Before MRI and surgery became widespread, study of brain tissue from patients with epilepsy obtained after their death was the main source of information. Though unfashionable, post-mortem study offers major advantages: all of the brain can be studied, permitting comparisons in the same brain between parts causing epilepsy and those that do not; parts of the brain involved in epilepsy but unavailable from surgery can be studied; causes of epilepsy for which surgery is not undertaken can be studied. These, and other factors, mean that important questions can be answered using post-mortem tissue that cannot be answered in humans in any other way.
We have a large collection of post-mortem brains from patients with epilepsy, all consented for research, either in advance by the patients, or after death by next-of-kin. In each case, next-of-kin were consulted for permission. This tissue is invaluable in what it could reveal to us about epilepsy. We will use modern neuropathological methods to examine this precious resource and improve understanding of epilepsy for the benefit of patients with epilepsy.

Technical Summary

Many remaining key questions in epilepsy pathobiology can only be answered by examining human epileptogenic brain tissue. Whilst tissue resected therapeutically from patients with drug-resistant epilepsy allows detailed study at various levels, there are insurmountable limitations here: only certain pathologies can be studied; only one part of one side of the brain is usually available; often tissue is damaged or missing; ideal comparator control tissues (matched for age, sex, history including seizures, drugs, trauma; or matched for pathology but seizure-free) are almost always unavailable.
Post-mortem tissue examination underpinned epilepsy research for decades, becoming unfashionable as surgical resection material and MRI became common. Post-mortem histopathology remains the diagnostic gold standard, and the only research resource, for many neuropathologies, proving invaluable even now, as technology has enhanced its utility. In epilepsy, post-mortem tissue offers a complementary resource allowing: comparison between epileptogenic and distant regions, for example the contralateral non-diseased hippocampus, which in individual patients serves as the best possible control and should allow separation of primary and potentially epileptogenic changes (ipsilateral, sclerosed hippocampus) from secondary or adaptive phenomena (ipsilateral, sclerosed hippocampus and contralateral non-sclerosed hippocampus); study of entire hippocampal structure; examination of related limbic structures that may contribute to epilepsy; study of the ?post-epileptic? brain ? from individuals who had entered terminal remission pre-mortem; examination of other structural associations of epilepsy, including pathologies rarely available through surgical treatment; complementary neuropathological confirmation of results from genomic analyses.
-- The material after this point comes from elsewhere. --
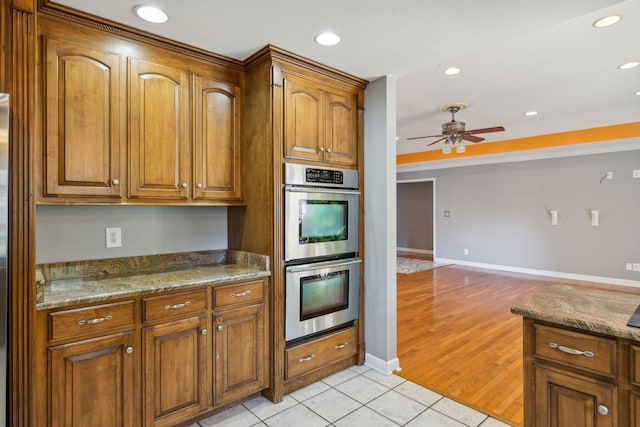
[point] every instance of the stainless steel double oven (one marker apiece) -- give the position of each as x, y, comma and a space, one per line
320, 245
We propose multilevel examination of our unique collection of 110 research-consented post-mortem brains from patients with epilepsy, who were residents at the National Society for Epilepsy, a charity established for care and treatment of people with epilepsy. Meticulous, detailed, medical, seizure, investigation and treatment records kept for clinical management are available for each case, with additional EEG, neuropsychometry and imaging data for many.
Interrogating this resource with advanced pathological methods, we will test a range of hypotheses including: processes of hippocampal neurogenesis and neurodegeneration cease with remission from seizures; upregulation of multidrug transporters is limited to the epileptogenic focus and putative seizure propagation pathways; upregulation occurs only in subjects with active drug-resistant epilepsy; there will be spatially-relevant expression of genes containing variation associated with specific epilepsy phenotypes; somatic mutation in candidate genes causes focal developmental malformations, such as focal cortical dysplasia.
We will also curate the collection to facilitate subsequent collaborations. We envisage the emergence of important information informing our understanding of epilepsy biology and its treatment.